Her fingers tightened around the water bottle. “So why now?”
“That’s what I’m trying to figure out.” His gaze came back to her. “Could anything have happened recently that would make someone plant an explosive like that?”
Laney hesitated, then said, “I’ve been pressing the Texas Rangers to reopen the case. Evie’s been asking more about her father, and I think she deserves answers.”
His brows lifted slightly. “Are they strongly considering reopening it?”
She nodded. “They’re sending someone out next week to start the process.”
His expression changed, and the intensity went up a notch, something she hadn’t thought possible since he was the very definition of intense already. “Who knows about that?” he asked.
“Probably everyone.” Laney shrugged. “I haven’t kept it a secret.”
Harlan made a sound to indicate he was giving that some thought. He certainly wasn’t dismissing it.
“How about something involving your case load?” he pressed. “Something that maybe isn’t directly linked to David. The person who sent that text could be using David as a cover when you’re the real target.”
Laney thought through her recent cases. “It might be Kyle Benton,” she admitted. “I arrested him last month for drug possession. He is out on bail and swore he would get back at me.”

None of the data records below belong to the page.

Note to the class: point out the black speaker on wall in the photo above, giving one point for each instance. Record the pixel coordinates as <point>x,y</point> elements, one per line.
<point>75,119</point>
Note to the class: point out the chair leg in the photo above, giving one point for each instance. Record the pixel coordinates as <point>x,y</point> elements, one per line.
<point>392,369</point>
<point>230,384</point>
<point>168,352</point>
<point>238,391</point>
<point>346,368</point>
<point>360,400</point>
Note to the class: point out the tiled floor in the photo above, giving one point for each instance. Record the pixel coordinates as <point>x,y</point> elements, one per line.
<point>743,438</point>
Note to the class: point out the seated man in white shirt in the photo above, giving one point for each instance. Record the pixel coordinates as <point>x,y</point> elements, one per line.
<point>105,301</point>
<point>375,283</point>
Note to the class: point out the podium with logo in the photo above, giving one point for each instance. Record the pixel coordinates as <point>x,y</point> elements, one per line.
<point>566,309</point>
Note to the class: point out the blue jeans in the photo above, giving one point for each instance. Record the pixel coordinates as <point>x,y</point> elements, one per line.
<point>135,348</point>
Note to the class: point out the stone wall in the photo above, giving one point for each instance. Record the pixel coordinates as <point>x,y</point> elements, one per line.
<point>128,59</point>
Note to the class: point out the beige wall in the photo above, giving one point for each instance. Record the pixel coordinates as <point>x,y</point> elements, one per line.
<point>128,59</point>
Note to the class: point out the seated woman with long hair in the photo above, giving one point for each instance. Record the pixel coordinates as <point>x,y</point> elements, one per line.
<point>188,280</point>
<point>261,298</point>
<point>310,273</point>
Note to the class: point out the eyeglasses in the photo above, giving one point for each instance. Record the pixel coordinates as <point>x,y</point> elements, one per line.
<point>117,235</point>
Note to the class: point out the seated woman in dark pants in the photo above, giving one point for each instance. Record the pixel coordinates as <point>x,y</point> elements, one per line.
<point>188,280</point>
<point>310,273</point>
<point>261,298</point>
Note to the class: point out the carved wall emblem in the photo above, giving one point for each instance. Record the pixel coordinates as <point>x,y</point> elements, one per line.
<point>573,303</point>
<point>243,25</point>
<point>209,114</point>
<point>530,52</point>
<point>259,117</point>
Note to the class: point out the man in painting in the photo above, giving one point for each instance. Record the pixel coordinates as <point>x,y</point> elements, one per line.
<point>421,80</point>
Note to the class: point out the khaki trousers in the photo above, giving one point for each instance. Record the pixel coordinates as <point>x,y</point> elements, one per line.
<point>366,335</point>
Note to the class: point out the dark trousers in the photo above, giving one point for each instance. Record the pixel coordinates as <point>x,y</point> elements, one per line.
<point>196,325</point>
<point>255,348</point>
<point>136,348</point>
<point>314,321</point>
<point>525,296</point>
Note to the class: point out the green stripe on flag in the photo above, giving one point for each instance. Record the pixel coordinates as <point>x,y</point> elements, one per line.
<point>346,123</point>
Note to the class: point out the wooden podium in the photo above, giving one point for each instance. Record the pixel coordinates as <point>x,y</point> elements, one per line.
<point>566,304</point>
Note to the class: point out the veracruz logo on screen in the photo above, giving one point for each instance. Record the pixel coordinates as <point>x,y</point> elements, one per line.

She considered it for a moment but then shook her head. “No. Kyle is not organized enough for something like this, and he doesn’t have the skillset or the funds to hire someone to do this. That IED looked like the real thing, the same kind that killed David.”

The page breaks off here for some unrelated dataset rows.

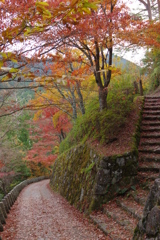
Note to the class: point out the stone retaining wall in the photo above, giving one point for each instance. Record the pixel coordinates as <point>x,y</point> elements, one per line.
<point>10,198</point>
<point>149,226</point>
<point>87,179</point>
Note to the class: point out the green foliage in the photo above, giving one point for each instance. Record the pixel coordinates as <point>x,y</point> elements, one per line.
<point>152,68</point>
<point>105,125</point>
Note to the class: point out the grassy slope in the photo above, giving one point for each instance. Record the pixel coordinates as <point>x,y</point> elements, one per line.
<point>112,131</point>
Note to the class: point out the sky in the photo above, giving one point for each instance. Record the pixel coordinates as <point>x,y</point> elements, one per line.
<point>135,55</point>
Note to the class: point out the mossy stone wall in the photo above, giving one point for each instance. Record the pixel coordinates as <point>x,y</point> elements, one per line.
<point>87,179</point>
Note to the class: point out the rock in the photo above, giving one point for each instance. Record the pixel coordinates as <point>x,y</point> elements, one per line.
<point>121,162</point>
<point>153,222</point>
<point>103,177</point>
<point>99,190</point>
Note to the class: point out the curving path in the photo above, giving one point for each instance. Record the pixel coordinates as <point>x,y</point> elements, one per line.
<point>40,214</point>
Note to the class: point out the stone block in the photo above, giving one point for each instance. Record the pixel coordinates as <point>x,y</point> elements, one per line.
<point>2,218</point>
<point>120,161</point>
<point>99,190</point>
<point>103,177</point>
<point>153,222</point>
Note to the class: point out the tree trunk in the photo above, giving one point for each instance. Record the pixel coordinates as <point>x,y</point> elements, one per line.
<point>81,103</point>
<point>103,98</point>
<point>141,87</point>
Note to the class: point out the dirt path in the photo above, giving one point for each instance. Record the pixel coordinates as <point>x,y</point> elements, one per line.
<point>40,214</point>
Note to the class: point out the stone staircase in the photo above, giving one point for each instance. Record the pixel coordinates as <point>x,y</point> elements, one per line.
<point>119,217</point>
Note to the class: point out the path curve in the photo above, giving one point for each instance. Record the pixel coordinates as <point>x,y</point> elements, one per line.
<point>41,214</point>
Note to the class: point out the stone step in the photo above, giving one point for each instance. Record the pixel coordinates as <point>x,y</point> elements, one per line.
<point>151,135</point>
<point>143,177</point>
<point>150,128</point>
<point>131,206</point>
<point>112,229</point>
<point>112,210</point>
<point>151,112</point>
<point>149,166</point>
<point>151,118</point>
<point>149,157</point>
<point>150,123</point>
<point>149,142</point>
<point>152,99</point>
<point>154,151</point>
<point>148,107</point>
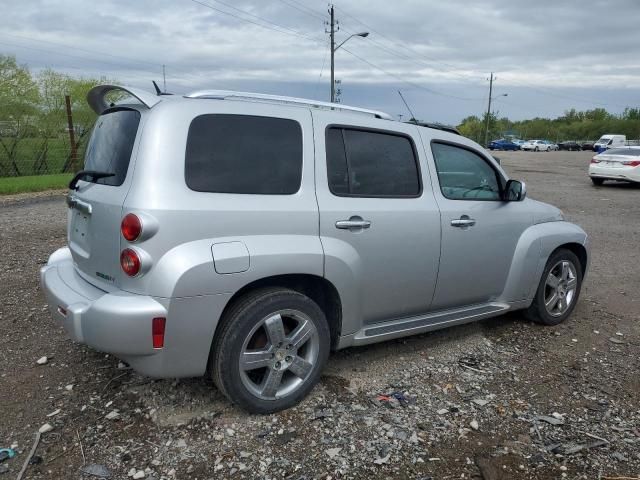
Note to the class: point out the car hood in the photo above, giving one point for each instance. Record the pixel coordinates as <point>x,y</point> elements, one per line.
<point>543,213</point>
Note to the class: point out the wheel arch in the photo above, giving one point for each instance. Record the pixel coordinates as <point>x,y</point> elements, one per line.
<point>579,251</point>
<point>534,249</point>
<point>317,288</point>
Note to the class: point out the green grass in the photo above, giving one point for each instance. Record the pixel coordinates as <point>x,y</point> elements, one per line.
<point>36,183</point>
<point>30,158</point>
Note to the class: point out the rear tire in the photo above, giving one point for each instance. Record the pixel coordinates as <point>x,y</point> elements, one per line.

She had never seen the actual device that ended David’s life, but she had studied the photographs the bomb experts had put together after reconstructing it. The shape, the wiring, and the way it was packed were all details she had glimpsed in the brush today, and they were too close to ignore.

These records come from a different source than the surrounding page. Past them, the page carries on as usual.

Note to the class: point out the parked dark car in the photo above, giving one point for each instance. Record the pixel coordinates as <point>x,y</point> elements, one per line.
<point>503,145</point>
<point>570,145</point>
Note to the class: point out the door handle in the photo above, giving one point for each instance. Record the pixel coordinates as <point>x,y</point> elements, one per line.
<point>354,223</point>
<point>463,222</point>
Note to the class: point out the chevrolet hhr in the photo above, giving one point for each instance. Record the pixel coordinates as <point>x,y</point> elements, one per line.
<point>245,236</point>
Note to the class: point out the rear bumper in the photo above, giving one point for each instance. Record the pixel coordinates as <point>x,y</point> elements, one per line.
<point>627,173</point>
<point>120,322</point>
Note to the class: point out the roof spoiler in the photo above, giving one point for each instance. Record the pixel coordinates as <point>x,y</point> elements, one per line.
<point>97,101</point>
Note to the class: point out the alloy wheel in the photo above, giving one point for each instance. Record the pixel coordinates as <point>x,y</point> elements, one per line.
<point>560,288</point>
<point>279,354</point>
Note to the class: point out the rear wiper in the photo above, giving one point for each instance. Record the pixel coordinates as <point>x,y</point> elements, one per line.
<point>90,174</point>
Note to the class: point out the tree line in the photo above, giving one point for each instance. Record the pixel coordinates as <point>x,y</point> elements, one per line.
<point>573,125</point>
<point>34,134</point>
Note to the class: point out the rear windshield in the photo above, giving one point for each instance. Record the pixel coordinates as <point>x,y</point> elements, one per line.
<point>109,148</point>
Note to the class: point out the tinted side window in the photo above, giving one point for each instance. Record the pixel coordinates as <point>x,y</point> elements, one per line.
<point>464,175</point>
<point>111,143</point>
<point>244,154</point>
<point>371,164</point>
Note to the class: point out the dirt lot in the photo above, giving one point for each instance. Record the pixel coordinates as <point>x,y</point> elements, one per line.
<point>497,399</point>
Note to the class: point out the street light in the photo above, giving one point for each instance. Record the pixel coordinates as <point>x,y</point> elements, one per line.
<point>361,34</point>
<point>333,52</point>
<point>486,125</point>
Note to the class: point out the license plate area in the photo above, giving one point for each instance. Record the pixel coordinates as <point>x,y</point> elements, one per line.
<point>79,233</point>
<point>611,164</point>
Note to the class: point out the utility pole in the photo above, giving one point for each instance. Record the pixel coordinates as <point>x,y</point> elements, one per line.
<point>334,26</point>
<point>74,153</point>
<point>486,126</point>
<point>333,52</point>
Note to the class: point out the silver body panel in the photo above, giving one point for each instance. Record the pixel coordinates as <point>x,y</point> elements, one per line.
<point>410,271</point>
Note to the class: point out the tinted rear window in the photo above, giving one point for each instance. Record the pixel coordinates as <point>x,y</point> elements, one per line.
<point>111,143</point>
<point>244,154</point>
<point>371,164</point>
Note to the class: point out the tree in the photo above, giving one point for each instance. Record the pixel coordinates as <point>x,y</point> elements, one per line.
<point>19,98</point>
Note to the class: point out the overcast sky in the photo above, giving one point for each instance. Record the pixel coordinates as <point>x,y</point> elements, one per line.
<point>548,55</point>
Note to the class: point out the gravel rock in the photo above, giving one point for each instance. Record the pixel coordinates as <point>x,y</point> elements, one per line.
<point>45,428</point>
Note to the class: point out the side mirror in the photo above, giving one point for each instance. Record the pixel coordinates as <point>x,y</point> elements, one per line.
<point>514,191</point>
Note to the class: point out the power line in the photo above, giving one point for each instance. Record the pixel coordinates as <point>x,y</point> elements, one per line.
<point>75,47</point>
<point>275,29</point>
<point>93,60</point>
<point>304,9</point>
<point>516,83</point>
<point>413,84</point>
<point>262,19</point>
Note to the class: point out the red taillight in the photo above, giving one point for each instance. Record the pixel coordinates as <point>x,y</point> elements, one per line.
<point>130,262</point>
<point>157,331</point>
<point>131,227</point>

Laney was still considering that and the texts when movement in the trees caught her eye. Harlan must have seen it at the same time because they both turned toward the sound.
A figure stood just beyond the fence line, dressed in all black with a hoodie that not only covered his head but also a good portion of his face as well. But Laney had no trouble seeing what the person was holding.
A camera lifted, the lens pointed straight at them.
“What the hell?” Harlan spat out.
Laney was asking herself the same thing. Who would take pictures of this, of them?
One answer came to mind, and it was a bad one.
This could be the person who had planted the bomb. Maybe even the person who had killed David.
She tossed the water bottle to the ground and drew her gun. Harlan mirrored her, and together they broke into a run, closing the distance on their target.